From the previous theorem, we know if this function is to be Sheffer, two things must be true:

  1. The first and last rows must be \(0\) and \(1\) respectively
  2. There is at least one tuple such that \(f(a_1,a_2,a_3) = f(a_1',a_2',a_3')\).

There will be a symmetry in how these rows for property 2 are placed in the standard truth table ordering: if we assume that the tuple \((a_1,a_2,a_3)\) is the \(j\)-th row from the bottom, then \((a_1',a_2',a_3')\) will be the \(2^n-j\)-th row from the bottom. For any such pair of rows, call the first one from the bottom a pivot row.

Once we specify the first and last rows of the truth table, that leaves us with a total of \(2^{2^3 - 2}=64\) functions we can make. Of these functions those that fail to be Sheffer will not have any pivot rows. That means the value of the \(j\)-th row is always different from that of the \(n-j\)-th one.

Of course, there is still an implied symmetry here. We need only specify half of the remaining \(2^3-2\) rows in the table, giving us \(2^{3-1}-1\) rows we need a value for, and \(2^{2^{3-1}-1}\) ways to specify the values.
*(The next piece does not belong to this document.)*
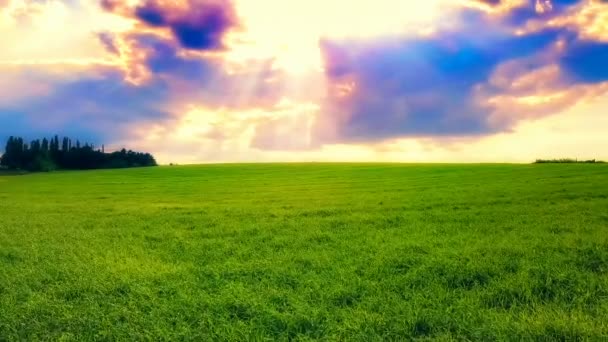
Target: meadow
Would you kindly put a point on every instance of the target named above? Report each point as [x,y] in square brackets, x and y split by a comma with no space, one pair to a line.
[361,252]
\[ \begin{array}{|c|c|c|c|} x & y & z & f(x,y,z)\\ \hline 1 & 1 & 1 & 0\\ 1 & 1 & 0 & a'\\ 1 & 0 & 1 & b'\\ 1 & 0 & 0 & c'\\ 0 & 1 & 1 & c\\ 0 & 1 & 0 & b\\ 0 & 0 & 1 & a\\ 0 & 0 & 0 & 1 \end{array} \]
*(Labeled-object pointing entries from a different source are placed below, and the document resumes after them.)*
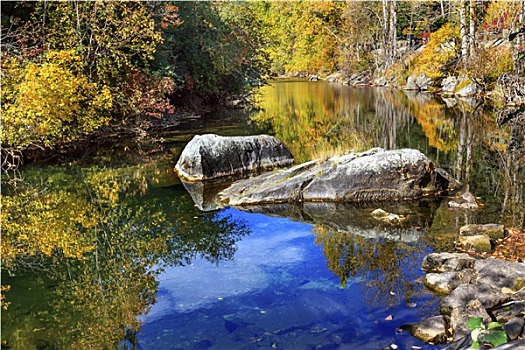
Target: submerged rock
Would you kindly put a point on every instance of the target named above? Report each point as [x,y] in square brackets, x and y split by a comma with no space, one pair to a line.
[212,156]
[445,262]
[431,330]
[493,231]
[374,175]
[478,243]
This gives us a total of \(2^{2^3 -2} - 2^{2^{3-1}-1}=56\) Sheffer functions of arity 3.

Theorem: There are \(2^{2^n -2} - 2^{2^{n-1}-1}\) Sheffer functions of arity \(n\).

Proof: Replace \(3\) with the arity \(n\) in the above argument.
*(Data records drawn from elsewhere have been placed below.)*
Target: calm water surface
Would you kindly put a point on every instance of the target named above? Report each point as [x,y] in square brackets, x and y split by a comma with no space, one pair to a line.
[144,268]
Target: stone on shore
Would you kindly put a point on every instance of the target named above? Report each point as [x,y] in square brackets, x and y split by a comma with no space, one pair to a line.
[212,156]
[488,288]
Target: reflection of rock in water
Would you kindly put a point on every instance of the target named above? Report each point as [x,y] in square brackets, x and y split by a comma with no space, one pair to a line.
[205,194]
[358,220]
We know the total number of Boolean functions of arity \(n\) is \(2^{2^n}\), so the proportion of Sheffer functions of arity \(n\) is given by

\[S(n):= \frac{2^{2^n -2} - 2^{2^{n-1}-1}}{2^{2^n}} = \frac{1}{4} - \frac{1}{2^{2^{n-1}+1}}\]

Hence as \(n\rightarrow\infty\) we have \(S(n)\rightarrow \frac{1}{4}\). So Sheffer functions are

  1. Not especially rare.
  2. Stabilize in proportion relatively quickly as \(n\) increases.

Final Thoughts#

I really like the use of combinatorial arguments in Pöschel and Rosenberg’s chapter. They do a further analysis of Sheffer functions when the use of constants for arguments is allowed (as they would be when one is designing a physical circuit for example) which shows that as \(n\) increases the proportion of Sheffer-with-constants functions increases to 1.

I was also happy to see my intuition was on the right track when it came to thinking that Sheffer functions needed to “simulate negation” somehow, as well as seeing how a rigorous argument on the subject could be developed. I quite enjoyed reading this chapter of Boolean Models and Methods in Mathematics.

Open Questions#

  1. How do the proportions of other Boolean functions change as \(n\) increases? I can’t see us getting chaotic, or even cyclical behaviour here. Can we come up with criteria that will determine when a class’s stabilizes to some non-zero value? What does the rate of convergence of such a class tell us about it?

Stumbling Blocks#

  1. I tried longer than I want to admit to prove the criterion for Sheffer functions on my own, only to realize I was missing something obvious on reading the proof in the text.